Outre la télévision et l'humour, Lagaf' a aussi cartonné sur le plan musical, que ce soit avec «Bo le lavabo» (440.000 disques vendus) ou «La Zoubida», chanson d'un racisme exacerbé qui passa onze semaines en tête du Top 50 et s'écoula à 625.000 exemplaires. Bref: tout semblait sourire à ce touche-à-tout survolté. Alors pourquoi pas le cinéma.

Courage, fuyons

C'est Lagaf' lui-même qui porte le projet, écrivant les premières versions du scénario avec Bibi Nacéri, frère de l'acteur d'Indigènes et scénariste occasionnel. Le générique du Baltringue évoque la présence de deux autres co-auteurs. D'abord un certain Fred B., qui n'avait visiblement pas envie que son patronyme apparaisse dans le film (et qui ne remercie que «Papa et maman» dans le générique de fin). Ensuite, Chris Nahon, réalisateur du Baiser mortel du dragon et de L'Empire des loups, à qui la mise en scène du film avait été confiée dans un premier temps.

«À un mois du tournage, [Chris Nahon] m'a dit “Non, je ne le ferai pas”», confiait Lagaf' à Thierry Ardisson dans l'émission «Salut les Terriens!» en 2016. L'assistant réalisateur Jacques Eberhard est alors nommé, mais il déclare lui aussi forfait, deux semaines avant les premières prises de vue.

Doté d'un budget relativement correct, «Le Baltringue» ressemble pourtant à un film amateur de part en part.

Finalement, c'est Cyril Sebas qui est engagé pour mettre en scène cette histoire de Monsieur Guy, présentateur télé survolté qui va pourrir la vie de Sam, un agent secret de l'État français. Sebas a signé de nombreux clips. «L'Orange» de la «Star Academy», c'est lui. Mais on lui doit également des réalisations pour Johnny Hallyday, Disiz et Grand Corps Malade.

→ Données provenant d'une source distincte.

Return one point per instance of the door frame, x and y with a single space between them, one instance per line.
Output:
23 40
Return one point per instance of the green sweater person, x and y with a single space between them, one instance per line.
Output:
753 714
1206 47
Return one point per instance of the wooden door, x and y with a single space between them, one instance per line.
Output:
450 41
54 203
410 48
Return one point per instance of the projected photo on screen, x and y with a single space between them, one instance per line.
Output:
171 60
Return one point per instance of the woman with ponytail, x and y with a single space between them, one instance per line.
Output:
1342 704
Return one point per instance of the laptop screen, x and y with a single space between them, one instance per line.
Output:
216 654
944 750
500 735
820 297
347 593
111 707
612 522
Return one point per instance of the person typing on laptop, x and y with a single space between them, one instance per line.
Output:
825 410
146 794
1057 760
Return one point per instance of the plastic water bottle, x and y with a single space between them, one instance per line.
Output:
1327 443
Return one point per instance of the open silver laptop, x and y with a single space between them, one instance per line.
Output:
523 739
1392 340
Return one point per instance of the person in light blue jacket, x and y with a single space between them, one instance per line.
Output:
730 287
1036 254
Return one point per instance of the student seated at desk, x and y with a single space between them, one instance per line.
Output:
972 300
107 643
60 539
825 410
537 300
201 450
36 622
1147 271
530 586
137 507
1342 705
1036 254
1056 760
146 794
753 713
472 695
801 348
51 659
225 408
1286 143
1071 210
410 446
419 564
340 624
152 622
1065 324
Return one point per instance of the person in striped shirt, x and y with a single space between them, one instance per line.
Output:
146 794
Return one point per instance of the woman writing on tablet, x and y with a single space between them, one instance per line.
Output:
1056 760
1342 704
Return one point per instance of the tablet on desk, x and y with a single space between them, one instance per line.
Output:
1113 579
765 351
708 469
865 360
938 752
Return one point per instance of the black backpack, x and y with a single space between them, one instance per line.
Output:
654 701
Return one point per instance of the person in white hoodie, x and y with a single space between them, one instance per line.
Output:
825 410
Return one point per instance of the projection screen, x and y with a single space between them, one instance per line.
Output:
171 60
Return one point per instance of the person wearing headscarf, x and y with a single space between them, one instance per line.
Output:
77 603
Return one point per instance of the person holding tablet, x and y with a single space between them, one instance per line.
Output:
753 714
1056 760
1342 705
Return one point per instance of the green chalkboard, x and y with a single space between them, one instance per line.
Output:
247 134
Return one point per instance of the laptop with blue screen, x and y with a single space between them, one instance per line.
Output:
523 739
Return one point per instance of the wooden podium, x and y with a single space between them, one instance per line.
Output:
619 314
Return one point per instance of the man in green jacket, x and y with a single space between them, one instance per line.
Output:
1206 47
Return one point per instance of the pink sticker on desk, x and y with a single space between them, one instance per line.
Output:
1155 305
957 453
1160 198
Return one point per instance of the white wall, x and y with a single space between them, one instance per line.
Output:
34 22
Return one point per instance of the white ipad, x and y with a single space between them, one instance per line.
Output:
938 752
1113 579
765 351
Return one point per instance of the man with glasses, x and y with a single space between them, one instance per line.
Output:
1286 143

Seulement voilà: s'il a vraisemblablement un certain savoir-faire en matière de vidéoclips, Cyril Sebas n'est pas tout à fait aussi à l'aise avec le cinéma. Avant Le Baltringue, on lui doit le calamiteux Gomez vs Tavarès, comédie d'action absolument insupportable qui fait passer le premier film de ce qui restera un diptyque (Gomez & Tavarès, de Gilles Paquet-Brenner) pour un chef d'œuvre du genre. Toujours dans «Salut les Terriens!», Lagaf' a dit tout le bien qu'il pensait de ce réalisateur, évoquant «la haine pure et simple» que lui évoque cet «empereur des baltringues».

Doté d'un budget relativement correct de 4 millions d'euros, Le Baltringue ressemble pourtant à un film amateur de part en part. Techniquement, rien ne va, des cadrages au montage. D'emblée, cela rend le film tout à fait irritant: il arrive qu'on ne comprenne rien à ce qui se passe, comme dans cette introduction mêlant un faux télé-achat au rêve fait par le héros lors de sa petite sieste. À moins que cela ne soit pas un rêve. On ne sait pas. On se perd dans le début du Baltringue comme dans un David Lynch, sauf que Lynch, lui, fait exprès d'égarer les gens.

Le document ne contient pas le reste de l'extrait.